There are only five miracles included in the entire gospel.

 

What John endeavors to open up as you move through his gospel is this:

Jesus has come as the full revelation of the truth about God,

the dominion of God, the kingdom of God.

The Real Reality, as one writer puts it.

Not an alternate reality but THE reality,

the land where all children are children of the King.

It calls not for a split allegiance, but when revealed, demands a choice.

 

[And, John maintains, that

the Spirit of truth will come after Jesus

and continue to lead people into the truth.

And, like Jesus, the Spirit is one with God and does nothing apart from God.]

 

As Pilate goes back and forth four times - from Jesus to the crowd

Jesus challenges Pilate to recognize the truth of true kingly power

that Jesus brings into the world.

And Pilate becomes uncomfortable.

He is torn over who to listen to, Jesus or the crowd.

And this scene is no longer an issue of innocence or guilt

but whether or not Pilate will delve into the truth or to the crowd’s demands.

Pilate never does accept the charges of the Jews,

and yet, like them, neither does he recognize the truth.

 

From John’s point of view

Jesus has been handed over to Pilate

because he has exposed the truth.

And, like the truth, he has been rejected

because he comes in and overwhelms

so much of the power that has been so firmly

and yet so inadequately established in this world.

 

Emily Dickinson describes such truth like this:

 

Tell all the Truth but tell it slant…

 

Too bright for our infirm Delight

The Truth’s superb surprise!

 

The Truth must dazzle gradually

Or every man be blind.                

 

“What is truth?” asks Pilate.

To know the truth Jesus speaks of

is not to understand and make sense of the universe.

To know the truth is to know God and be set free

to live your life in God’s goodness and peace.

 

For Jesus said, “This is the Spirit of truth, whom the world cannot receive,

because it neither sees him nor knows him.

You know him, because he abides with you and he will be in you.”

 

The truth of God is everywhere!

It is the Real Reality that dazzles the lesser realities of our making.

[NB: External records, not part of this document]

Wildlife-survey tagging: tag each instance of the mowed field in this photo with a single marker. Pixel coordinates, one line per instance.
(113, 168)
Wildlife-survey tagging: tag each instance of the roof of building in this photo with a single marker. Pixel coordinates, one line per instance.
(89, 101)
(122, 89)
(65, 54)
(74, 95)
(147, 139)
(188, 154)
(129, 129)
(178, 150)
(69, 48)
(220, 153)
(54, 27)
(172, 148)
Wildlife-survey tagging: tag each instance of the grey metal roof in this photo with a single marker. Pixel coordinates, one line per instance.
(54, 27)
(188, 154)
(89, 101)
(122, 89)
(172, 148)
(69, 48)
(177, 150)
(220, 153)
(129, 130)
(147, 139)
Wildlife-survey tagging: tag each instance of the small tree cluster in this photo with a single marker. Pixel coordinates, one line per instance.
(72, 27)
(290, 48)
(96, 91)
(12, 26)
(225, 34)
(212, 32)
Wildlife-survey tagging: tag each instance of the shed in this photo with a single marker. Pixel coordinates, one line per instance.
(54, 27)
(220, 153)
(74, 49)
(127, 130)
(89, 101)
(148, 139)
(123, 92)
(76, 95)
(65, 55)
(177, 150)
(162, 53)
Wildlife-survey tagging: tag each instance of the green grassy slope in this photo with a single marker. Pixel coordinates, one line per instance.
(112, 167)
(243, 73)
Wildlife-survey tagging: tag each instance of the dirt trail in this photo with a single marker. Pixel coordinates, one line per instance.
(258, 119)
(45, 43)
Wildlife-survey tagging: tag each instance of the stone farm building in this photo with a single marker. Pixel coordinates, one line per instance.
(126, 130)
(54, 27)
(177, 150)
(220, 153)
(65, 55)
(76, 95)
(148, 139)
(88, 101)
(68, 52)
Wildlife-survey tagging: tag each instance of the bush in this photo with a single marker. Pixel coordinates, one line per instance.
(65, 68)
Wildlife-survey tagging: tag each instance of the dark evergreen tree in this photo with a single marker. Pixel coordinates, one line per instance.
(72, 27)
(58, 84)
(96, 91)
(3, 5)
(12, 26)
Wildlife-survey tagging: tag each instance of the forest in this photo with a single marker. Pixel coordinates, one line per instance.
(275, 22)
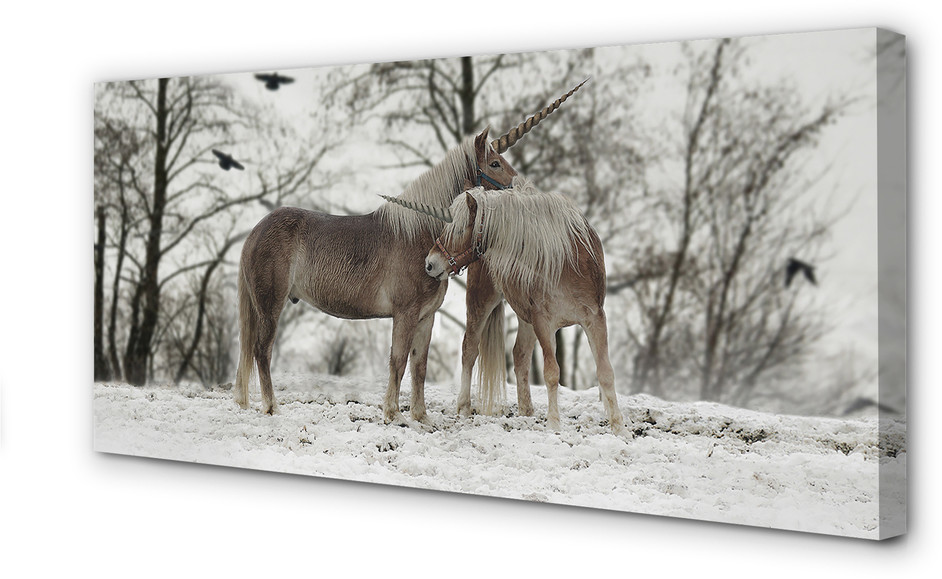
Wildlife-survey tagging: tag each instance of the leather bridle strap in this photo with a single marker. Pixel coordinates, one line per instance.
(462, 260)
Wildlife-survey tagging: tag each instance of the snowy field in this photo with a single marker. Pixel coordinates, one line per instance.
(694, 460)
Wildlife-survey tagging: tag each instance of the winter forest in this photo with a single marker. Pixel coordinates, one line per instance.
(704, 166)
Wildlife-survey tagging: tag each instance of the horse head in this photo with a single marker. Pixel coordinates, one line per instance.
(493, 171)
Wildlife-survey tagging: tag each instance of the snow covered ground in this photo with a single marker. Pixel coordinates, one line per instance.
(694, 460)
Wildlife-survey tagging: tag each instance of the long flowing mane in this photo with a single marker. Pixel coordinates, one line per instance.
(436, 187)
(528, 235)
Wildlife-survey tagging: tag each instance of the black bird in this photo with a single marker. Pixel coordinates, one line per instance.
(794, 266)
(274, 80)
(226, 161)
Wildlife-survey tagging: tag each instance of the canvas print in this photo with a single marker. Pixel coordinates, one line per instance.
(664, 278)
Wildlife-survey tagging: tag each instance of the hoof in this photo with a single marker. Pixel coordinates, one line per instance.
(394, 417)
(419, 415)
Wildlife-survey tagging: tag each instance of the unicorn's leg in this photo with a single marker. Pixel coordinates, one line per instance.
(469, 353)
(418, 363)
(597, 335)
(263, 348)
(481, 300)
(403, 334)
(547, 338)
(523, 350)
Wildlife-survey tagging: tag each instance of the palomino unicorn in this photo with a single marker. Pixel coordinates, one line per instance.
(537, 251)
(362, 266)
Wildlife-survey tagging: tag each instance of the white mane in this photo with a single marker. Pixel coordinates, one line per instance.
(436, 187)
(528, 235)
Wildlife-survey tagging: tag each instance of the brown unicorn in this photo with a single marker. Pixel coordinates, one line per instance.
(362, 266)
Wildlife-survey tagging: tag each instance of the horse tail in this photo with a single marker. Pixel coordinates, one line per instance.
(248, 335)
(492, 367)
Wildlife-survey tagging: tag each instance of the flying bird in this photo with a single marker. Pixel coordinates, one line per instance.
(226, 161)
(274, 81)
(794, 266)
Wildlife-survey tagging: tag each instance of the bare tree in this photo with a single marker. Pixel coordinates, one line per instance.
(171, 199)
(717, 296)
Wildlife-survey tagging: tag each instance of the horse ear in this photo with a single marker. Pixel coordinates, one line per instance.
(472, 203)
(480, 141)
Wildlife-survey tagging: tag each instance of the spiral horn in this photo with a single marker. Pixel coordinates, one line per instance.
(507, 140)
(440, 213)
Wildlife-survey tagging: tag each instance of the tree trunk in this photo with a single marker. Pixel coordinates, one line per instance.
(136, 361)
(467, 96)
(116, 372)
(102, 370)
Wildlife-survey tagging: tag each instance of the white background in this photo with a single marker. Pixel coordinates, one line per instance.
(64, 509)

And it is always right with you - to be known and received.

 

It is in quiet prayer and companionship with God -

if we’ll get still and soften up and settle into God’s presence.

It is in working in the soup kitchen as our youth did yesterday -

if they looked for Christ in the faces of those they served

and were open to God’s presence.

It is in an old man offering to be mother to an orphaned boy

if the boy will chance opening up to the unknown.

 

[What is truth for you?

However the truth of God’s presence appears before you,

You may go back and forth between what God offers

and what your world demands.

Let’s not be like Pilate and get hung between the two.